Bei Wichita Records, seid ihr da befreundet mit einigen Bands, wie jetzt Los Campesinos?

Klar, mit Los Campesinos! verbindet uns einiges, unsere erste Tour war auch deren erste Headlining-Tour und seitdem verstehen wir uns gut und da es sieben von denen gibt, die alle unterschiedliche Individuen sind, hast du natürlich immer jemanden zum Reden. Es ist toll zu sehen, dass sie auch hier so einen Erfolg haben. Wenn wir zurück nach England kommen, touren wir mit Those Dancing Days, mit denen wir uns auch gut verstehen. Wir kennen The Cribs vage und im Büro triffst du natürlich auch mal auf Bloc Party und so, es ist eben so etwas wie eine Label-Familie. Das ist ihnen da auch sehr wichtig und es ist toll da zu sein.


Wenn ihr ein Jahr zurück denkt, was waren da eure Pläne als Band?

Oh, lass mich mal überlegen, was wir da überhaupt getan haben. Ähm, wir haben wahrscheinlich gedacht, wir würden gern noch mehr Musik machen und dem noch mehr Platz in unseren Leben geben können. Wir hatten da schon selbst ein paar Singles veröffentlicht und dachten uns, es wäre echt toll mal ein Album aufnehmen zu können. Anfang des Jahres war dann klar, dass wir das machen können und danach haben sich die Dinge so nach und nach geändert und jetzt sind wir hier.


Was war das aufregendste, das ihr im letzten Jahr erlebt habt?

Hmm, Seattle war echt toll und natürlich New York, wo wir unser Video gedreht haben. Und dann noch einmal nach New York zu dürfen, um noch ein Video aufzunehmen. Die Conor Oberst Tour war dann auch sehr cool, wir waren erst ein paar Monate beim Label und dann wurden wir gefragt, ob wir das machen möchten, da haben wir uns gedacht, kann man ja mal machen.


Video zu „Fossil, I“:

Und wo seht ihr euch in einem Jahr?

Hmm, keine Ahnung, vielleicht auf Nr. 1 in England. Nein, quatsch. Ich hoffe, wir dürfen das hier dann noch machen und können dann noch etwas besser davon leben. Es ist echt ein Privileg nur von der Musik leben zu können und das ermöglicht zu bekommen. Wir möchten auf jeden Fall noch mehr auf Tour gehen und noch einige Male nach Europa kommen.

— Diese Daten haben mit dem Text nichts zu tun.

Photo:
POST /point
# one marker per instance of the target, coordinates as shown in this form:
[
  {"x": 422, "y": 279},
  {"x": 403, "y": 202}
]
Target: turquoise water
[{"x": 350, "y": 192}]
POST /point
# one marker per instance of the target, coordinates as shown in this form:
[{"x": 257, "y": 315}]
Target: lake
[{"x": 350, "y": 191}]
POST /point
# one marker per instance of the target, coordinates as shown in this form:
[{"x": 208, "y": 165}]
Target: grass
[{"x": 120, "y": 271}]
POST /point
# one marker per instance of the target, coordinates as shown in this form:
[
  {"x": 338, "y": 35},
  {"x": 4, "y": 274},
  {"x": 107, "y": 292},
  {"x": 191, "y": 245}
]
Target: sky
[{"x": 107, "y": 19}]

Wäre auch cool, wenn wir einen gewissen Bekanntheitsgrad in Deutschland erreichen könnten, bisher waren die Deutschen immer echt cool zu uns und es würde uns freuen, hier unsere eigene Tour zu spielen.

Ariane WhiteTapes

Foto: Ariane WhiteTapes

Ihr habt diesen Song „I Was A Teenage Hand Model“, ein Queens Of The Stone Age Cover, wie kam es dazu?

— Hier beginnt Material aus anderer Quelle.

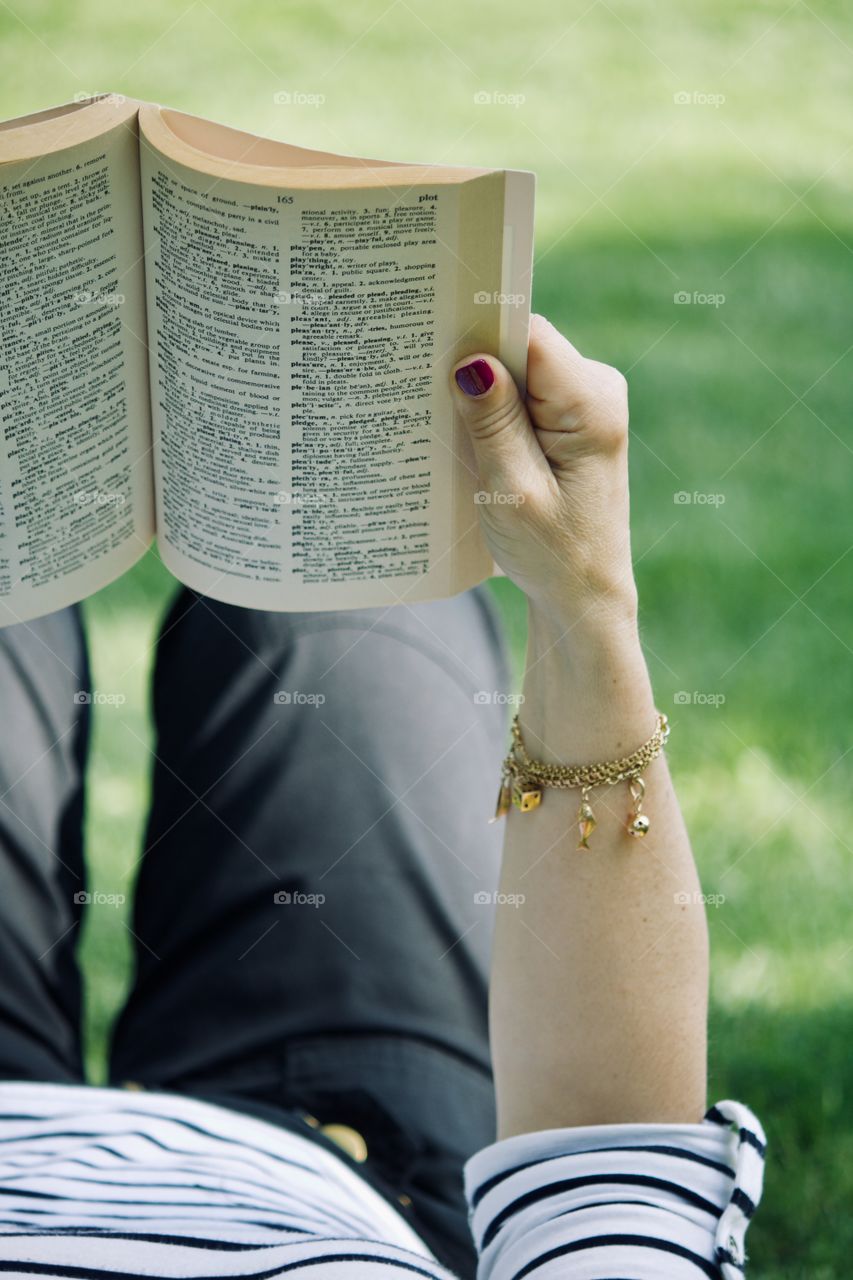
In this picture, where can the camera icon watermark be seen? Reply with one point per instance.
(684, 498)
(697, 97)
(685, 298)
(297, 698)
(496, 696)
(698, 899)
(297, 97)
(97, 698)
(99, 498)
(483, 297)
(484, 899)
(295, 897)
(299, 300)
(698, 699)
(85, 297)
(484, 498)
(86, 96)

Als wir wussten, dass wir ein Album aufnehmen werden, wollten wir erst einmal nicht noch eine Single veröffentlichen, da sind wir ins Studio gegangen und haben einige Stücke aufgenommen, die wir einfach einmal covern wollten. Der war einer davon. Da gibt es eine bunte Mischung verschiedener Coverversionen auf der EP, einige 60ies, einige neuere Cover. Wir haben beim Aufnehmen auch beschlossen, die Originale nicht anzuhören und unser eigenes Ding nur aus dem zu machen, wie wir meinen, die Songs zu kennen. Davon haben wir dann 50, oder 100 Schallplatten gepresst und die relativ schnell über Myspace verkauft. Aber vielleicht bringen wir die Sachen alle noch einmal als B-Seiten raus.

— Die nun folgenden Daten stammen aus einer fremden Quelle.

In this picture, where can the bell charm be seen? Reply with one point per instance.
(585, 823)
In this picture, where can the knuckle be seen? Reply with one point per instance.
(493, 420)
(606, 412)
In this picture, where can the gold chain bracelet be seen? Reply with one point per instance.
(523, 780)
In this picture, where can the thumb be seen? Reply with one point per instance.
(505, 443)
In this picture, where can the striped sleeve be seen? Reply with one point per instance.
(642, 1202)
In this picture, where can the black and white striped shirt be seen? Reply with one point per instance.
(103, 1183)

Wie heißt denn jetzt eigentlich euer Album?

Oh, ja! Das dürfen wir jetzt sogar sagen. Also, es heißt „The Golden Spike“ und kommt im Januar raus. Nach einer amerikanischen Überlieferung wurde, als die Union Pacific gebaut wurde, von Osten nach Westen und aus der entgegen gesetzten Richtung, ein goldener Pfahl in die Verbindungsstücke gehauen, um zu feiern, das sich die Gleise da getroffen haben. Der Titel soll dieses Zusammentreffen symbolisieren, da auf dem Album neuere Stücke auf ältere treffen und da ein Album wirklich ein toller Zeitpunkt ist, wollten wir das auf diese Art feiern.